The use of the pH-pill has allowed continuous monitoring of vaginal pH during human coitus. In the case of a couple of normal fertility, there was an immediate buffering by seminal plasma so that the vaginal pH changed in 8 sec from pH 4·3 to pH 7·2. In the case of a couple of low (male) fertility, the immediate effect of the arrival of semen in the vagina was a change from pH 3·5 to pH 5·5. A similarly small change in pH occurred when the seminal volume of a fertile male subject had been depleted, by repeated ejaculation, to 1 ·5 ml. At this pH (5·5), spermatozoa are generally immobilized.

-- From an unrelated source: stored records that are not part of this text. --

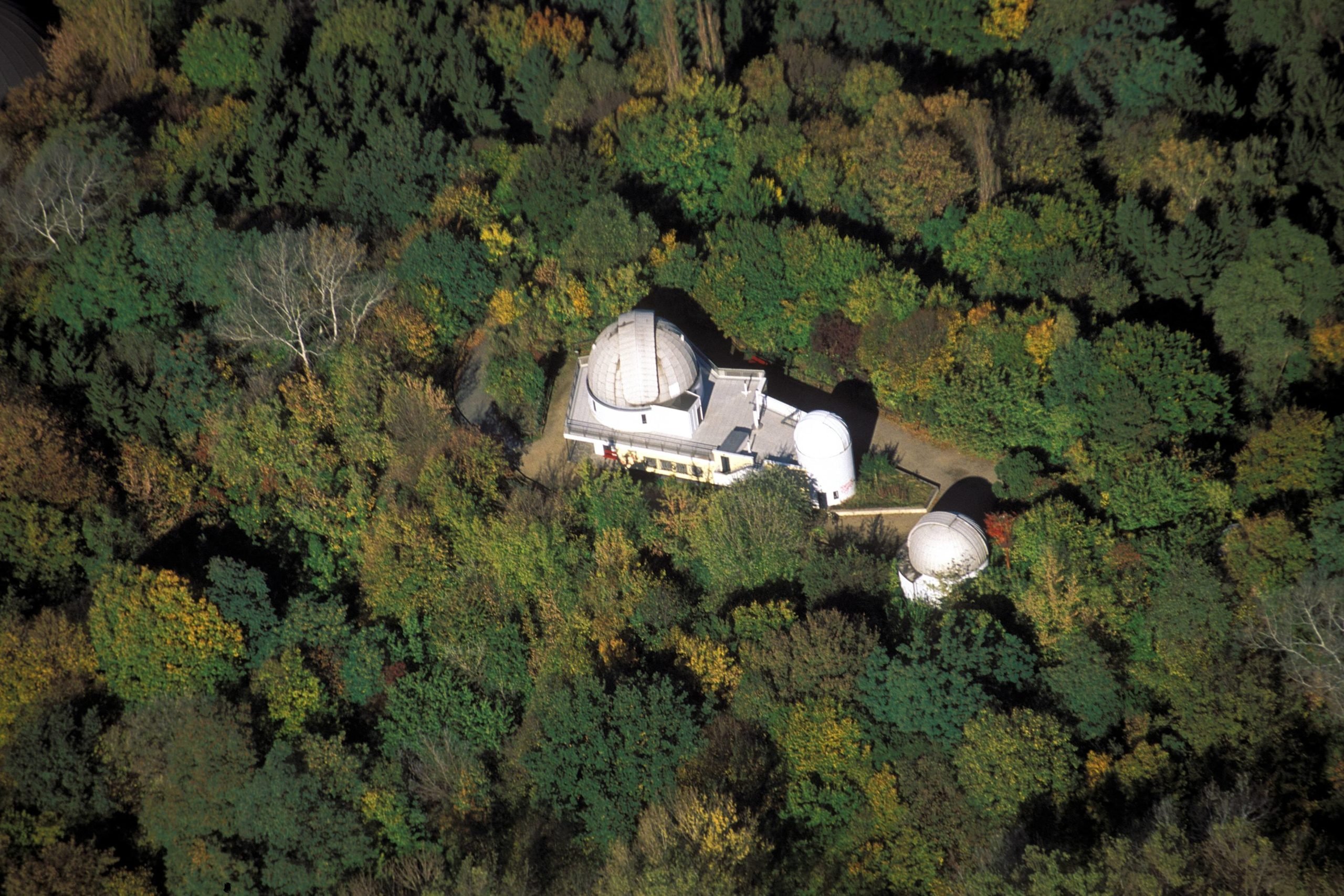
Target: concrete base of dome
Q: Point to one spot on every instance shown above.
(928, 589)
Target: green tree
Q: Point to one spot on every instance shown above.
(436, 700)
(750, 535)
(308, 841)
(51, 762)
(942, 678)
(1086, 686)
(817, 659)
(155, 638)
(604, 757)
(689, 145)
(448, 279)
(219, 56)
(182, 765)
(1288, 456)
(1122, 65)
(1264, 304)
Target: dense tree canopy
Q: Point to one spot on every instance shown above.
(286, 292)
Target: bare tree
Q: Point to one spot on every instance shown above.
(1306, 625)
(707, 30)
(303, 291)
(62, 193)
(975, 124)
(670, 41)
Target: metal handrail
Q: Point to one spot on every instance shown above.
(699, 450)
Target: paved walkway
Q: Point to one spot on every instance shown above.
(548, 452)
(964, 479)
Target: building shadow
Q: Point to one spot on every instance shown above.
(972, 498)
(851, 399)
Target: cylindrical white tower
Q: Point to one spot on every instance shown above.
(823, 448)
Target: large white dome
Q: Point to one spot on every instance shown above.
(947, 546)
(640, 361)
(822, 434)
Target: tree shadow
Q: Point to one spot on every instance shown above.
(851, 399)
(972, 498)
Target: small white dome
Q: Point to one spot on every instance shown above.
(947, 546)
(822, 434)
(640, 361)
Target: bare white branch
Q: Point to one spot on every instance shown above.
(1307, 626)
(303, 291)
(62, 194)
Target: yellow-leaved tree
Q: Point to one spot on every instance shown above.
(155, 637)
(42, 660)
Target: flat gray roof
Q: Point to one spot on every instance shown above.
(729, 417)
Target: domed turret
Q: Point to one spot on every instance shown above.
(941, 550)
(643, 376)
(640, 361)
(20, 47)
(823, 448)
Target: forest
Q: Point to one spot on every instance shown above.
(275, 618)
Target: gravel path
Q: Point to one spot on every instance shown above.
(548, 450)
(964, 479)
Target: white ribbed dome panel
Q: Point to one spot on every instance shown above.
(640, 361)
(947, 546)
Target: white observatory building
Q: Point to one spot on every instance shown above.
(941, 550)
(648, 398)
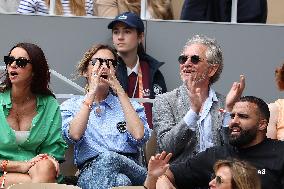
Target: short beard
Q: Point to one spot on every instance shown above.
(245, 137)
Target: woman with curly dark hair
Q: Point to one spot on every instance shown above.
(106, 129)
(31, 143)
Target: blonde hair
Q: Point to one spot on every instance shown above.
(160, 9)
(244, 175)
(77, 7)
(279, 77)
(85, 61)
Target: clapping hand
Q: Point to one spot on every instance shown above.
(158, 164)
(194, 93)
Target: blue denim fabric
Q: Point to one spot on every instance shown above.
(110, 169)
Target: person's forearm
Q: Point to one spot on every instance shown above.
(134, 125)
(79, 123)
(150, 182)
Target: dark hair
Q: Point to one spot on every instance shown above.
(262, 106)
(84, 62)
(40, 70)
(140, 48)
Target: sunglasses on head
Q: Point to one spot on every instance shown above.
(107, 61)
(194, 59)
(20, 62)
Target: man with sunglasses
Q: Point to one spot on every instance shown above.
(248, 142)
(188, 120)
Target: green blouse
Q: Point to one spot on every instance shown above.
(45, 132)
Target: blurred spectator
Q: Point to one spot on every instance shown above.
(62, 7)
(9, 6)
(112, 8)
(275, 128)
(106, 130)
(252, 11)
(234, 174)
(159, 9)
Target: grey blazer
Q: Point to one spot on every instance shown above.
(173, 135)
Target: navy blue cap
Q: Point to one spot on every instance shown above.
(130, 19)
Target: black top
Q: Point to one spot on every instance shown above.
(267, 157)
(249, 11)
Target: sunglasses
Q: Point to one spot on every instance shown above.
(20, 62)
(107, 61)
(194, 59)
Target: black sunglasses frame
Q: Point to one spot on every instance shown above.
(194, 59)
(102, 60)
(20, 62)
(219, 180)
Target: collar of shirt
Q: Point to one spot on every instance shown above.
(135, 69)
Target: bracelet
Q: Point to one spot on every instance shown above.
(88, 104)
(4, 164)
(164, 176)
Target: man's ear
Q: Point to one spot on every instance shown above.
(263, 125)
(213, 69)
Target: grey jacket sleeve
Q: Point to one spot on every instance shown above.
(173, 134)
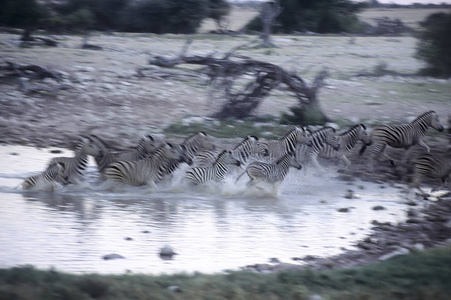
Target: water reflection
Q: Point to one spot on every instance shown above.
(73, 228)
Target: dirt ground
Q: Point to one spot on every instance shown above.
(106, 97)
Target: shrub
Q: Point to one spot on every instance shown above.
(434, 46)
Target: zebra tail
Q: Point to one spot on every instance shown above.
(238, 178)
(362, 150)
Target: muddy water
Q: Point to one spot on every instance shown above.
(214, 229)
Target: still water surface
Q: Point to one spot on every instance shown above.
(72, 228)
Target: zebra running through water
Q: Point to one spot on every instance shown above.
(320, 138)
(293, 138)
(149, 170)
(215, 173)
(48, 180)
(248, 148)
(402, 136)
(431, 165)
(273, 173)
(75, 167)
(347, 141)
(146, 145)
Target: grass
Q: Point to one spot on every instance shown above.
(420, 275)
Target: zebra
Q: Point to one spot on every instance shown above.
(148, 170)
(319, 138)
(197, 142)
(402, 136)
(46, 181)
(347, 141)
(243, 151)
(106, 156)
(433, 165)
(216, 173)
(192, 145)
(76, 166)
(288, 144)
(273, 173)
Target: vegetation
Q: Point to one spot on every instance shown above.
(434, 45)
(421, 275)
(321, 16)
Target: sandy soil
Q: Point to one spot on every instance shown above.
(101, 93)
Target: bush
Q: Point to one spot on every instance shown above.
(321, 16)
(434, 46)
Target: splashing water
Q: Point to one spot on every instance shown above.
(212, 228)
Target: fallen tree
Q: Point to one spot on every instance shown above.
(245, 82)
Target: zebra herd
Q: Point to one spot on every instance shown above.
(154, 160)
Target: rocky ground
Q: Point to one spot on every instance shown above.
(111, 99)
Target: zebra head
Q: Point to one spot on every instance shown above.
(90, 147)
(435, 122)
(362, 134)
(148, 144)
(57, 172)
(303, 136)
(179, 153)
(226, 158)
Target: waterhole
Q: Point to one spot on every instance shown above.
(211, 230)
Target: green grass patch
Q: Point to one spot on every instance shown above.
(421, 275)
(265, 126)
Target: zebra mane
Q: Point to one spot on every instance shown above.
(353, 128)
(244, 141)
(220, 155)
(423, 116)
(98, 141)
(326, 128)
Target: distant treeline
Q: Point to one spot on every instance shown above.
(157, 16)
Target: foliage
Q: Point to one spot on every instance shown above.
(421, 275)
(165, 16)
(434, 45)
(21, 13)
(321, 16)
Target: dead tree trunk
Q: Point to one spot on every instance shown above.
(246, 82)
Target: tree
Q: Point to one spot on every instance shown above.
(322, 16)
(268, 14)
(245, 82)
(21, 13)
(434, 46)
(218, 11)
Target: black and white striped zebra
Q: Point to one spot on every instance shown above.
(149, 170)
(249, 148)
(431, 165)
(293, 138)
(48, 180)
(107, 156)
(273, 173)
(402, 136)
(319, 138)
(347, 141)
(215, 173)
(75, 167)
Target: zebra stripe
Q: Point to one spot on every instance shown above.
(270, 173)
(347, 141)
(75, 167)
(319, 138)
(46, 180)
(288, 143)
(432, 165)
(107, 156)
(248, 148)
(148, 170)
(216, 172)
(403, 136)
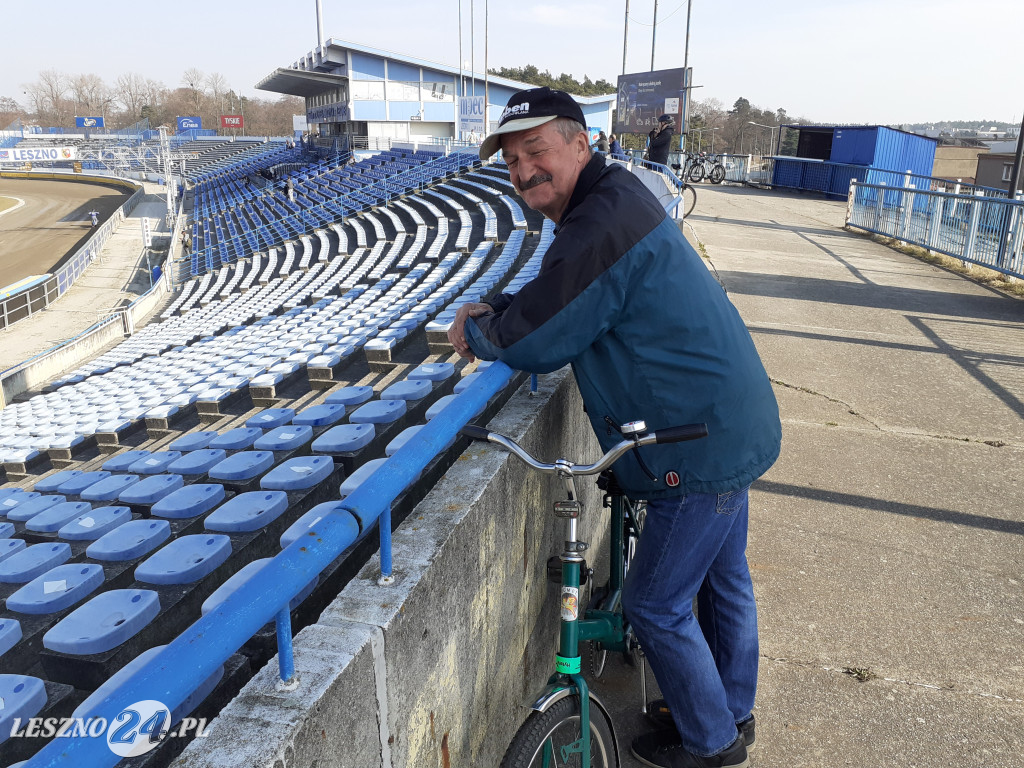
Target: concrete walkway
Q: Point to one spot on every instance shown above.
(114, 280)
(886, 545)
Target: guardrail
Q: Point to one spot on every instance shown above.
(975, 228)
(188, 659)
(38, 297)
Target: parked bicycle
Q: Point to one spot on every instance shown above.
(704, 167)
(569, 726)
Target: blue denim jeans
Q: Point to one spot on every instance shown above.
(694, 546)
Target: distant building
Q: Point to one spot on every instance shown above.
(994, 170)
(357, 91)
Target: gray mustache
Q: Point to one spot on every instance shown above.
(536, 181)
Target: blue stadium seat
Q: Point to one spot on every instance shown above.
(297, 474)
(198, 462)
(247, 512)
(244, 574)
(184, 560)
(57, 589)
(109, 489)
(317, 513)
(151, 489)
(189, 501)
(344, 438)
(33, 561)
(95, 523)
(155, 463)
(285, 438)
(379, 412)
(14, 498)
(411, 389)
(236, 439)
(130, 541)
(10, 547)
(57, 516)
(121, 462)
(23, 697)
(355, 479)
(33, 507)
(243, 466)
(194, 441)
(349, 396)
(271, 418)
(103, 623)
(10, 633)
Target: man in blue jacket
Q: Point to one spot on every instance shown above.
(626, 300)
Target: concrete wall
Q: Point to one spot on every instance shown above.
(431, 671)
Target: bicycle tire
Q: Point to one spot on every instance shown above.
(689, 200)
(538, 734)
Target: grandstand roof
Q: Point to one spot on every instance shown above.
(306, 77)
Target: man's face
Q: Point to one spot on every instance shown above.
(544, 168)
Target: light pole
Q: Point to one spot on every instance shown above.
(771, 137)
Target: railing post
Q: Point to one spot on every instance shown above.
(972, 229)
(879, 205)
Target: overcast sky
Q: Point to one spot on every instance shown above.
(886, 61)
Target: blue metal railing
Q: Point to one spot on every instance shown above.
(975, 228)
(188, 659)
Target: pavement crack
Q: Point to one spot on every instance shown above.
(865, 675)
(990, 441)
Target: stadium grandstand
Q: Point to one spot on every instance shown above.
(299, 357)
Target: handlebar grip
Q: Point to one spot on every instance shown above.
(474, 432)
(678, 434)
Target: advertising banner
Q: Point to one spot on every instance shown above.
(471, 111)
(646, 95)
(38, 155)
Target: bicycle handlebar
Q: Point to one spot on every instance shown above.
(567, 468)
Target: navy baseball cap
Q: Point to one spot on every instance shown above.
(529, 109)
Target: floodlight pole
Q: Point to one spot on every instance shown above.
(653, 34)
(626, 34)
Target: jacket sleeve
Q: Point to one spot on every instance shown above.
(573, 300)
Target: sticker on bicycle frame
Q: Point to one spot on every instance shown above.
(570, 603)
(567, 666)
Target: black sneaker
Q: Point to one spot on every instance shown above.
(660, 717)
(664, 750)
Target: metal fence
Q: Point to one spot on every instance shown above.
(976, 228)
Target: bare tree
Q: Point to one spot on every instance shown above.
(194, 81)
(131, 94)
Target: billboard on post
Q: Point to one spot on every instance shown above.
(644, 96)
(189, 124)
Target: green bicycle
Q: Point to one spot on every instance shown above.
(569, 726)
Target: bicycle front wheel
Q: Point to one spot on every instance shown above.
(552, 738)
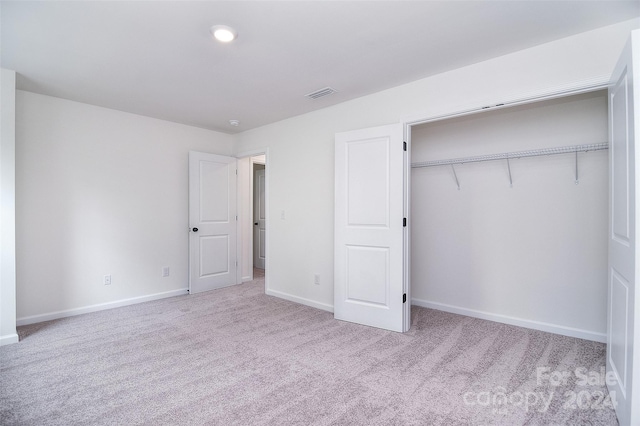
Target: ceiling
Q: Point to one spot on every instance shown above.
(156, 58)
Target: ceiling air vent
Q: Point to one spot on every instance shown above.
(320, 93)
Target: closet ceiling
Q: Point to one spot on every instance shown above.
(158, 59)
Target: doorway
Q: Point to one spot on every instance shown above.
(520, 241)
(253, 200)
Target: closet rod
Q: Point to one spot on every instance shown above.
(519, 154)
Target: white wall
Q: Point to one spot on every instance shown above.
(301, 149)
(7, 214)
(100, 192)
(532, 253)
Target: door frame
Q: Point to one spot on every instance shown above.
(248, 221)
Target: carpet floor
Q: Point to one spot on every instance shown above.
(238, 357)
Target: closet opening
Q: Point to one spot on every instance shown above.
(515, 239)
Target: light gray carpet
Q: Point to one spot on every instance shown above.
(238, 357)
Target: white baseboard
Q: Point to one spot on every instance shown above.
(505, 319)
(99, 307)
(9, 339)
(301, 300)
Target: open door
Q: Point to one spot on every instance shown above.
(370, 228)
(212, 221)
(623, 323)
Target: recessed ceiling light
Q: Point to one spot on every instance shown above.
(223, 33)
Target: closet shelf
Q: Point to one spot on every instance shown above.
(512, 155)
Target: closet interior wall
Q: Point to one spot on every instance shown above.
(534, 253)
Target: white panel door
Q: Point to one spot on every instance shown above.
(259, 220)
(623, 323)
(369, 284)
(212, 221)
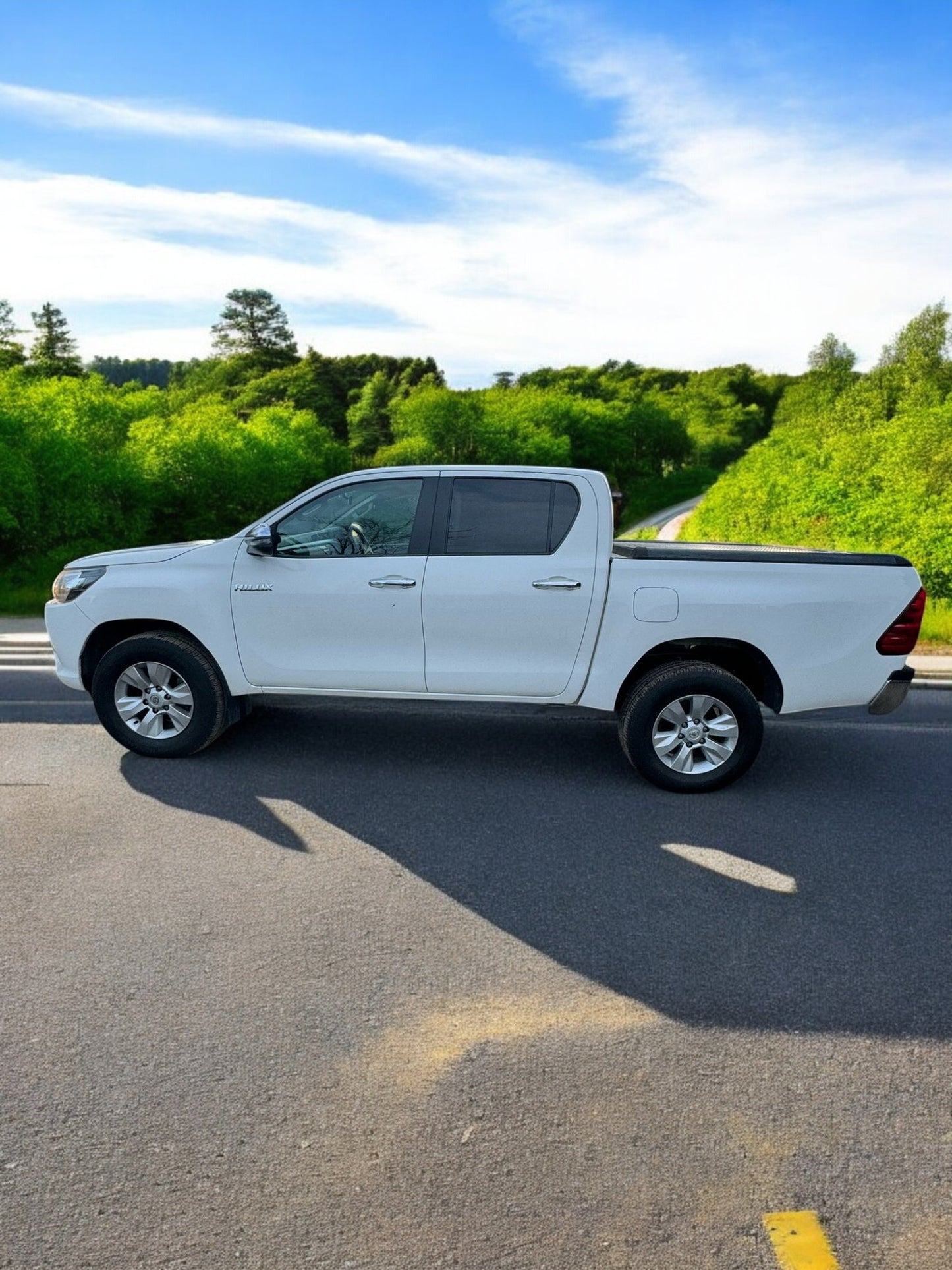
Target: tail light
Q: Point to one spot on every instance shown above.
(901, 635)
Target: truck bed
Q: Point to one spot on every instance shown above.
(742, 553)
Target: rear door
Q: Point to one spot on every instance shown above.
(509, 585)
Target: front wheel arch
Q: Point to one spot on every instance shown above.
(109, 634)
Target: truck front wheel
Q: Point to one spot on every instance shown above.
(159, 695)
(691, 727)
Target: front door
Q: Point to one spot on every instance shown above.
(339, 605)
(509, 585)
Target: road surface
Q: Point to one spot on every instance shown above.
(422, 986)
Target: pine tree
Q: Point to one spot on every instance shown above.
(254, 324)
(11, 349)
(53, 351)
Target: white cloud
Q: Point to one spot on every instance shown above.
(720, 238)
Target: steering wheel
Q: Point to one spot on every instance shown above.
(358, 540)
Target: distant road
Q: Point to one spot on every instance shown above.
(667, 513)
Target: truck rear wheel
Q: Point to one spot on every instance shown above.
(159, 695)
(691, 727)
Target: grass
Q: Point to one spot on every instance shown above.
(937, 626)
(24, 586)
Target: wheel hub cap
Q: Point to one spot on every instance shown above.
(154, 700)
(694, 734)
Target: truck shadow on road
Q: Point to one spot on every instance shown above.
(536, 823)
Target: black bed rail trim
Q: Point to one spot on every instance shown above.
(743, 553)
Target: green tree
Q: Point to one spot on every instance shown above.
(831, 357)
(914, 367)
(12, 352)
(53, 352)
(254, 326)
(368, 418)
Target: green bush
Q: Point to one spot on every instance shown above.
(867, 469)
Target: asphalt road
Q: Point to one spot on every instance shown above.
(426, 986)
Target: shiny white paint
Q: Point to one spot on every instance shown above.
(474, 626)
(325, 626)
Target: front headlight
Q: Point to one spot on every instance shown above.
(72, 582)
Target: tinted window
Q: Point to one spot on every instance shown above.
(374, 517)
(565, 508)
(499, 516)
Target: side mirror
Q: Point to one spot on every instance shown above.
(262, 540)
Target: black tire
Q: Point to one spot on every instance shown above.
(663, 689)
(210, 697)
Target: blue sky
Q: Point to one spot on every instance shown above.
(501, 185)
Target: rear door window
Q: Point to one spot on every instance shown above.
(505, 516)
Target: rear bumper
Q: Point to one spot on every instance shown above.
(893, 694)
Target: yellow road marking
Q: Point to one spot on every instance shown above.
(798, 1241)
(418, 1052)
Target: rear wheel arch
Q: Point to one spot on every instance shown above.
(742, 660)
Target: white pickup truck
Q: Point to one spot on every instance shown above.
(490, 585)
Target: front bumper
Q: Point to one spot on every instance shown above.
(894, 691)
(69, 629)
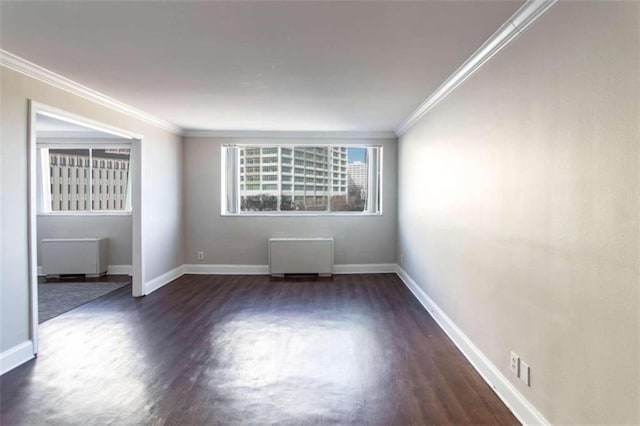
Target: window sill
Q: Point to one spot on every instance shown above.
(99, 213)
(310, 214)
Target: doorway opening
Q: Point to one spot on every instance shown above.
(84, 204)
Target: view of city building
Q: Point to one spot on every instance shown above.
(357, 175)
(88, 179)
(315, 178)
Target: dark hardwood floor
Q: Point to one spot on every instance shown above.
(355, 349)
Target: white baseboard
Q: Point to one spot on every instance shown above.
(517, 403)
(120, 270)
(213, 269)
(111, 270)
(198, 269)
(17, 355)
(164, 279)
(374, 268)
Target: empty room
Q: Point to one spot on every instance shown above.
(320, 212)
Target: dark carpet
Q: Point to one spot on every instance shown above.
(57, 298)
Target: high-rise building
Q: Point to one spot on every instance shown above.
(357, 176)
(83, 179)
(292, 178)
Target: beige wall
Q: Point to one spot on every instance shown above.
(161, 198)
(243, 240)
(518, 210)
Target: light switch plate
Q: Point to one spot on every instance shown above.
(515, 364)
(525, 373)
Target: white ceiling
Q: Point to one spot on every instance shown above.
(50, 127)
(287, 66)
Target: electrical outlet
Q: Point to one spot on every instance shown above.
(515, 364)
(525, 373)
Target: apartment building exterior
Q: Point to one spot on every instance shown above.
(293, 177)
(87, 179)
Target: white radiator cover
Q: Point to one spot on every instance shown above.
(74, 256)
(301, 256)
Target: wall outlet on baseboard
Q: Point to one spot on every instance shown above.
(515, 364)
(525, 373)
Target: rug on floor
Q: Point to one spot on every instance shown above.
(57, 298)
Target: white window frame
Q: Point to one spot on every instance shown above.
(44, 201)
(230, 180)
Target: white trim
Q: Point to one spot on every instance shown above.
(372, 268)
(120, 270)
(217, 269)
(525, 411)
(15, 356)
(164, 279)
(32, 70)
(111, 270)
(272, 134)
(512, 28)
(212, 269)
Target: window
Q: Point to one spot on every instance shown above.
(72, 190)
(327, 179)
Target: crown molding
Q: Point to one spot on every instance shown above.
(528, 13)
(16, 63)
(257, 134)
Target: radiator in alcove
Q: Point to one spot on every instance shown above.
(301, 256)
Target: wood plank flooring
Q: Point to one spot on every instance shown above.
(354, 349)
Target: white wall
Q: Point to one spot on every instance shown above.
(161, 197)
(519, 210)
(243, 240)
(117, 228)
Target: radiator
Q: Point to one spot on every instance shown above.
(61, 256)
(301, 256)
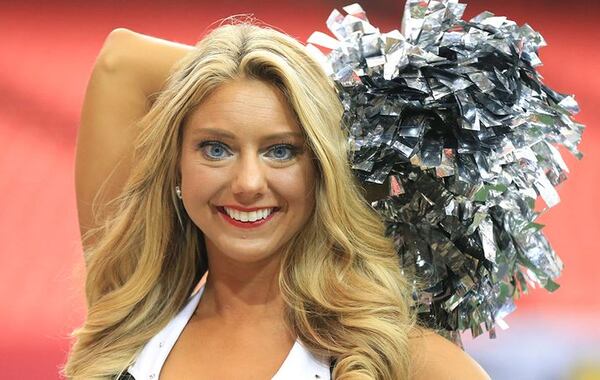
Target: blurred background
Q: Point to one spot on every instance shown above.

It has been possible to alter normal fertility, as judged by postcoital tests for sperm motility, by the introduction of a pH 3·6 buffer solution into the vagina before coitus. In this latter experiment, the vaginal pH immediately after ejaculation was 5·0 and, after 2 hr, had reached pH 5·4.
These results in vivo suggest that the vagina is not the hostile environment hitherto imagined, since the normal ejaculate readily overcomes the vaginal acidity by its powerful buffering action. Low seminal volume, with or without a concomitantly low sperm count, and artificial changes in vaginal environment by buffer solutions may affect fertility.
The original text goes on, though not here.